Tedi Kurniadi is born and bred in West Java, where the surfing industry is booming as traditional 'Indo' destinations like Bali are suffering from the excesses of mass tourism. His village is home to a new breed of local longboarders, the 'Batu Karas boys'. At 20, Tedi is casually making waves beyond borders.
In the early 2000s, a five-year-old Tedi decided that he too would surf, after spending hours watching people glide in the waves at the village's beach. Boards were few and far between and foreign surfers tended to leave shortboards behind, the default quiver brought over for 'Indo trips'. But Batu Karas is unlike the rest of Indonesia: the village is located on a point which creates a perfect right-hand break, with enough reef for consistent walls and a sandy-bottomed bay to churn out soft and very long rides ideal for loggers and sliders. This consistency earned Batu Karas comparisons with Noosa, Australia, 'the only other longboard wave I know' muses Tedi, who has never been there. After shortboarding most of his life, Tedi switched to longboarding three years ago and 'absolutely fell in love with it'.

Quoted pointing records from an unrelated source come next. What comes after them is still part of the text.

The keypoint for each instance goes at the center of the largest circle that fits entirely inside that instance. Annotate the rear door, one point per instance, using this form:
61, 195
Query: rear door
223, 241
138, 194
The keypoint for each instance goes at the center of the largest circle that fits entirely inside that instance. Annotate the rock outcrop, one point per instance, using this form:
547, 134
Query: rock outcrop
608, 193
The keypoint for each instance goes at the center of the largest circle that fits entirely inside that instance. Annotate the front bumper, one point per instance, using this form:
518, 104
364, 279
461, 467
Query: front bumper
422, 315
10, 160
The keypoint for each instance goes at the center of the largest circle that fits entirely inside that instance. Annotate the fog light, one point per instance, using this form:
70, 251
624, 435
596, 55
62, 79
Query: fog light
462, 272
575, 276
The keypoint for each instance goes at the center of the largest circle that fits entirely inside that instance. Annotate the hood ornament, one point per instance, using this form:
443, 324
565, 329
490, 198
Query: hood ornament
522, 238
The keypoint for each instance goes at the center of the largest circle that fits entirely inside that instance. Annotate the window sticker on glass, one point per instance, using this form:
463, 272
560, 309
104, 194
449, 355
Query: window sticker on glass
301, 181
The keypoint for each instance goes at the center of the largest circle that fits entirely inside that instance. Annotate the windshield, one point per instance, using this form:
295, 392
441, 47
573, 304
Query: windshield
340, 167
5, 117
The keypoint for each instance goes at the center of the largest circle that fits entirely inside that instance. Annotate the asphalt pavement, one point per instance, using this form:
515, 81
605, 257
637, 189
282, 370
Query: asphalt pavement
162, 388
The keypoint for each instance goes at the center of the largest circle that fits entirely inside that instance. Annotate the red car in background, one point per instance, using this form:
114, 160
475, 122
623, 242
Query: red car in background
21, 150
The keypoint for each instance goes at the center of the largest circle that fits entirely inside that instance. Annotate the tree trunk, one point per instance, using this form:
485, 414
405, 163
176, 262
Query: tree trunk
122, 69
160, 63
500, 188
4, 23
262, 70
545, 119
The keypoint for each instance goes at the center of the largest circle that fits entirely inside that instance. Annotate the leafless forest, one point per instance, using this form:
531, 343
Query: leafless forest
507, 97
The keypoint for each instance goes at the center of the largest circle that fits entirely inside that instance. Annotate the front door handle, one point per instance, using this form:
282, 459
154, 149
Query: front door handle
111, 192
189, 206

'The Batu Karas Boys', as they are known in international longboard surfing contests, seem to all share an exciting faux-aloofness and regal class in the waves, topped with a dash of flamboyance: Deni Firdaus, Arip "Mencos" Nurhidayat, Dean Permana, Mas Tio Nugroho and Tedi are from the same village and generation that embraced classic surfing and ran off with it. 'We all surf classic but we each have our own style' insists Tedi. 'Maybe looking from the outside it looks similar but we all have our own tricks in the water'. Tedi certainly has a healthy mix of hang-tens, soul-arching and hang-heels in his bag, with a signature hang-five-cross-kick giving his forays onto the nose a Billy Elliot quality: 'I’m in love with classic boards, I love riding slowly while dancing on the wave.'
It is all the more extraordinary Tedi was able to develop such style in under three years, as he doesn't have access to a quiver of classic boards. 'I only have one board', says Tedi. 'It was given to me by Suket (“Handmade & heartfelt custom surfboards from Canggu, Bali"), and I am so grateful to them. Sometimes tourists let me use their boards. I was able to test a classic Bing surfboard and a Mctavish and I totally felt the difference in the water. I would love to have one of those fantastic boards from a legendary shaper, but they are just too expensive for me.'
As many of his country-fellows, Tedi is a free surfer and securing sponsorship is elusive. 'It’s very difficult to demonstrate that you are maybe better than people who are competing. It happens to lot of Indonesian surfers who surf as well as the pros, but nobody knows them because they can’t compete because of lack of funds'. When brands have supported his travels in the past, Tedi made the most of it. At the REnextop Asian Surfing Tour (RAST) contest in neighbouring Bali in 2017, Tedi learnt from competing against the best, including Harley Ingleby, 2x World Longboard Champion. "I hope I can do it again, but I need to save a lot!"
Back at home, Tedi is seeing his own break undergo massive change. As surfing in Bali in now under serious threat with large scale property developments in Serangan (access to the break is now closed) and Canggu (jetty construction has started), Java suddenly has a lot of appeal for international surfers whose behaviour often seems to consist in rushing to spoil a place first in order to be able to leave it behind, claiming 'you should have seen it 5 years ago...'
'My village has changed a lot. Before, it was almost empty, only a couple of nice locals sharing the waves. But now you can find about 50 people in the same spot, sharing the space with a lot of swimmers and it sometimes feels like a competition.' Tedi and the boys certainly appreciate the opportunity to meet talented foreign surfers, exchange notes on tricks and gear, and they will gladly hang out for a Bintang or Sampoerna. Some are trying to start small businesses and Tedi is lending his services as a surfing instructor. But they do not welcome the 'carefree' attitude that tourism too often breeds. 'The worst thing about tourists is that they throw lot of trash, everywhere. This makes me sad.'
Surfers around the world are taught about the importance of respect. It is our duty as travellers to honour the trust that locals bestowed upon us and the beauty we are privileged enough to fly to and share. In Batu Karas as everywhere you surf in, vote with your dollars and support small scale responsible tourism, use water sensibly, say no to single use plastic, #take3forthesea and do everything in your power to be able to tell your children 'I am looking forward to surfing Batu Karas in 5 years'.